A 26-year-old Iranian woman was hanged Saturday after being convicted of murdering her employer, who she said was attempting to sexually assault her.
BBC: "Reyhaneh Jabbari was hanged at dawn in a Tehran prison despite a local and international campaign calling for a reprieve."
One of those campaigns was lead by Amnesty International. The human rights organization called Jabbari's death "another bloody stain on Iran’s human rights record. ... Once again Iran has insisted on applying the death penalty despite serious concerns over the fairness of the trial.”
A little bit of back story — Jabbari said she did stab her boss Morteza Sarbandi after he attempted to assault her. Voice of America reports during the trial there was testimony claiming Jabbari told a friend she was planning to kill her boss and bought a knife just two days before the incident. But it's unclear who gave that testimony.
Jabbari was sentenced to execution under Iran's "eye for an eye" judicial principle. The U.S. has condemned the country's decision, claiming "There were serious concerns with the fairness of the trial and the circumstances surrounding this case, including reports of confessions made under severe duress."

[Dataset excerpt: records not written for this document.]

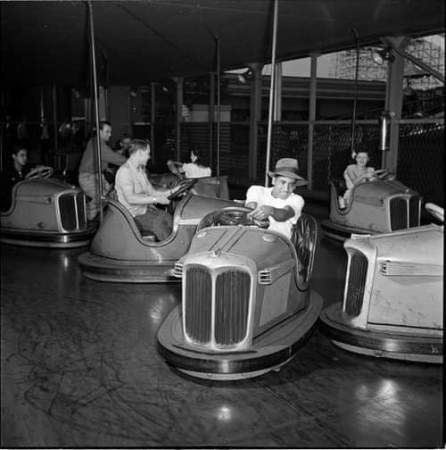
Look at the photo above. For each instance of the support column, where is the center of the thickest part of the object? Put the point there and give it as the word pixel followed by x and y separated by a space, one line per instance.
pixel 311 118
pixel 179 109
pixel 277 111
pixel 54 101
pixel 255 115
pixel 152 119
pixel 394 102
pixel 211 117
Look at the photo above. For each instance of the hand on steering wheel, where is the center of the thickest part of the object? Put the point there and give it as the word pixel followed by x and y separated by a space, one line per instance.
pixel 39 172
pixel 182 187
pixel 435 210
pixel 381 173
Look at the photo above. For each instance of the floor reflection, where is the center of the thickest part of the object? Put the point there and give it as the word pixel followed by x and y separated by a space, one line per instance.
pixel 80 367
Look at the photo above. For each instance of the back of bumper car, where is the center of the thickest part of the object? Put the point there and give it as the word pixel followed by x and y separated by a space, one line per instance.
pixel 46 213
pixel 380 343
pixel 121 253
pixel 376 207
pixel 393 297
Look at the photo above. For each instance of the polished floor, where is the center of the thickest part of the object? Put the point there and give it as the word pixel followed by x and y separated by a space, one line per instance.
pixel 80 369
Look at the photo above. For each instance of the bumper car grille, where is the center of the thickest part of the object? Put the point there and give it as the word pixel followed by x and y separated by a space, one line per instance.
pixel 356 283
pixel 198 304
pixel 228 301
pixel 414 212
pixel 232 291
pixel 398 213
pixel 72 211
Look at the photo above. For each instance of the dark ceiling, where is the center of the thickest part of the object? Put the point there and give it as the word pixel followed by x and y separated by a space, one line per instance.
pixel 139 41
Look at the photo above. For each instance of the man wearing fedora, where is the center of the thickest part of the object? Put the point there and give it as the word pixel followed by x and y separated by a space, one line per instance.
pixel 278 203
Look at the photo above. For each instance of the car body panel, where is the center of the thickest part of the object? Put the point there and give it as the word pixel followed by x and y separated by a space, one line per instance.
pixel 46 212
pixel 119 252
pixel 393 298
pixel 242 312
pixel 379 206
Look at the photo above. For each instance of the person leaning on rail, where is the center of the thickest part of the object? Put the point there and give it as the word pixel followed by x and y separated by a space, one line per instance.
pixel 194 169
pixel 88 176
pixel 18 171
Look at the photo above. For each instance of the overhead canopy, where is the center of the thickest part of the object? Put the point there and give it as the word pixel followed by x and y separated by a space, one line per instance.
pixel 139 41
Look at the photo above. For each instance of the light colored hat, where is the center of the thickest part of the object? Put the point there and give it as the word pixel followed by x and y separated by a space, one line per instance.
pixel 287 167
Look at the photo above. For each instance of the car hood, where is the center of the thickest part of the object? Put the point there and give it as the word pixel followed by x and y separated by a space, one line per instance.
pixel 265 248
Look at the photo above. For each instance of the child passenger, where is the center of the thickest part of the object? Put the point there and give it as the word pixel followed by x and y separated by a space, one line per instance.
pixel 194 169
pixel 278 203
pixel 19 170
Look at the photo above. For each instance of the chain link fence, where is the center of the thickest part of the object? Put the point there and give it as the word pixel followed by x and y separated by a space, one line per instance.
pixel 420 155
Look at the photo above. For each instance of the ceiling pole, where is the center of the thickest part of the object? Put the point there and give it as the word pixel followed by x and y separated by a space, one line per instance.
pixel 311 117
pixel 394 102
pixel 271 93
pixel 255 115
pixel 54 101
pixel 179 109
pixel 277 110
pixel 96 106
pixel 217 42
pixel 152 119
pixel 211 116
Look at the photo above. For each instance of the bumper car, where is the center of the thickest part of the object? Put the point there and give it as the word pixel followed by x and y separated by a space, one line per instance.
pixel 119 252
pixel 393 298
pixel 46 212
pixel 246 300
pixel 380 206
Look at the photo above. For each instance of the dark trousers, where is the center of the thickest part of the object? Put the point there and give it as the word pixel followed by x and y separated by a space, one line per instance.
pixel 157 221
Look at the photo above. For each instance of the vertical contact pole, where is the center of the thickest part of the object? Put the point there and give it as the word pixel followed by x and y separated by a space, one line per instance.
pixel 152 118
pixel 217 41
pixel 355 100
pixel 271 93
pixel 54 101
pixel 96 106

Amnesty International says that included torture. It also claims the court ignored Jabbari's claim that a third person was involved in the stabbing, refusing to look into it.
Al Jazeera reports, Jabbari also had support from high-profile public figures in her own country, including prominent actors.
But regardless of the outcry surrounding her death sentence, the BBC reports Sarbandi's family refused to grant a reprieve for Jabbari, claiming she failed to prove she was acting in self defense.
According to the United Nations, which has asked Iran to place a moratorium on executions, as of May 170 people have been executed in the country this year — with many more inmates on death row awaiting a similar fate.